I get in line and follow The Dead Rabbit’s managing partner Jack McGarry around a long metal table as we deftly dip our spoons into each line-up of brews, gaudily slurping each micro-sized pool of coffee as instructed. (One of the expert roasters informs us that, as with a wine, this aerates the coffee and allows us to fully taste the spectrum of flavours.) ‘Forest floor and fruits’ and ‘peaches and orange zest’ are some of the tasting notes chimed aloud as we make our way through the range of coffees, finishing with the new and improved Dead Rabbit roast. ‘This is probably the highest quality coffee that’s going into an Irish Coffee of this calibre anywhere,’ says Zarah Lawless, head of wholesale at Calendar Coffee. Of course, she would say that. But I have to agree: it’s a distinctive brew that retains its subtle citric acidity, sweetness and fruitiness, despite being heavily roasted.

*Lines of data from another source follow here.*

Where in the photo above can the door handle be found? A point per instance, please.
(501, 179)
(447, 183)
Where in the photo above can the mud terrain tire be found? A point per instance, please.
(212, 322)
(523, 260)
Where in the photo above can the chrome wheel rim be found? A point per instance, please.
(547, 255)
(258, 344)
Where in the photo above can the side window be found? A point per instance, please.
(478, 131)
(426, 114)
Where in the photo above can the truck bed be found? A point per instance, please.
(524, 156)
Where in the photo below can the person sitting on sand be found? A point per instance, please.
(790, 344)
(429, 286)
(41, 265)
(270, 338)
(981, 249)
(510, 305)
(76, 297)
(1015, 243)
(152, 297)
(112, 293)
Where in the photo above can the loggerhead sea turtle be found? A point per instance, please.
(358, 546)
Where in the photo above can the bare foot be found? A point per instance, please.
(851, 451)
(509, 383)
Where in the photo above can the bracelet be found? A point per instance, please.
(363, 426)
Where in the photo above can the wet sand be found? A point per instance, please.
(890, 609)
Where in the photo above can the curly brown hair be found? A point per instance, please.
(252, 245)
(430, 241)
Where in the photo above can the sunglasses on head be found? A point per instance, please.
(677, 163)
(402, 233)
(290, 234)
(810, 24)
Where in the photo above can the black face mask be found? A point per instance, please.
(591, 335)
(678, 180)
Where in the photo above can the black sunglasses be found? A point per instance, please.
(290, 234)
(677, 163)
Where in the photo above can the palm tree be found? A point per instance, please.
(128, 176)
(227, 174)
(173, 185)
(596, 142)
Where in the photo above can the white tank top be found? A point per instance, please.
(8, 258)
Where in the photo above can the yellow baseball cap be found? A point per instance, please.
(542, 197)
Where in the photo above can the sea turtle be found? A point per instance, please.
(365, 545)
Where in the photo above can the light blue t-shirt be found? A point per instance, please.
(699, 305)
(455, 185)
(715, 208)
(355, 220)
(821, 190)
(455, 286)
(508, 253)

The coffee sourcing process was initiated by McGarry, who identified Calendar as a fit for the bar thanks to its sustainable ethos and focus on roasting fresh, seasonal coffee. Calendar was founded in 2018 by Zarah Lawless and her partner Dan Boobier, head of coffee, a duo who previously worked together at London’s Workshop Coffee before realising their dream of opening a roastery of their own back in Lawless’s hometown of Galway. Their current operation is a small but fierce one, finding its footing in bars and cafés that care about the quality of their coffee throughout Ireland, Asia and in the States.

dan boobier roasting coffee at Calendar in Ireland
Calendar Coffee's Dan Boobier, keeping a watchful eye over the roast (Photo: Tyler Zielinski)

The Dead Rabbit gave Calendar samples of their current coffee – a Sumatra Mandheling blend – plus notes on the flavour profiles they were aiming for. According to McGarry, they were in search of something just as robust and earthy, but less ‘stewed,’ and ‘burnt’. Beyond this, Calendar was given free licence to create a roast consistent with the quality of their current range. 

After six months of email communications, with coffee beans shipped across the pond and Irish Coffee research and development back at the bar, they landed on a heavily roasted version of Calendar Coffee’s seasonal Guatemalan espresso coffee – a roast which still expresses the nuanced fruity sweetness of the coffee, while being bold enough to balance the whiskey, sugar and cream in an Irish Coffee. ‘The flavour has changed a bit, but the result is something we are really happy about because the coffee still complements the whiskey and has a rich complexity,’ says Aiden Bowie, The Dead Rabbit’s beverage director. Since Calendar sources its beans seasonally, the origin of The Dead Rabbit’s Irish Coffee will change depending on what’s freshly harvested, but the flavour profile will remain the same.

Calendar coffee tasting
(Photo: Tyler Zielinski)

The Dead Rabbit Irish Coffee 2.0 is only the tip of the iceberg, though. After a rollercoaster ride of a decade in operation – which included being named the world’s best bar in 2016, and a recent shift in leadership last year – The Dead Rabbit is holistically honing-in on its modern Irish pub influence to begin its second decade of operation. This year, that will also see outposts open in two new markets, in New Orleans and Austin.

As the original bar nears its week-long 10th anniversary celebrations this February, guests can expect to see the evolution on full display, with the turbo-charged version of the famous drink having settled in on the menu back in December. ‘This year we really want to focus on showcasing what is going on in Ireland today,’ Bowie says. ‘We want guests to feel like they are getting a true representation of what modern-day Ireland is when they walk into Dead Rabbit.’ If our tour is anything to go by, that’s one exciting prospect.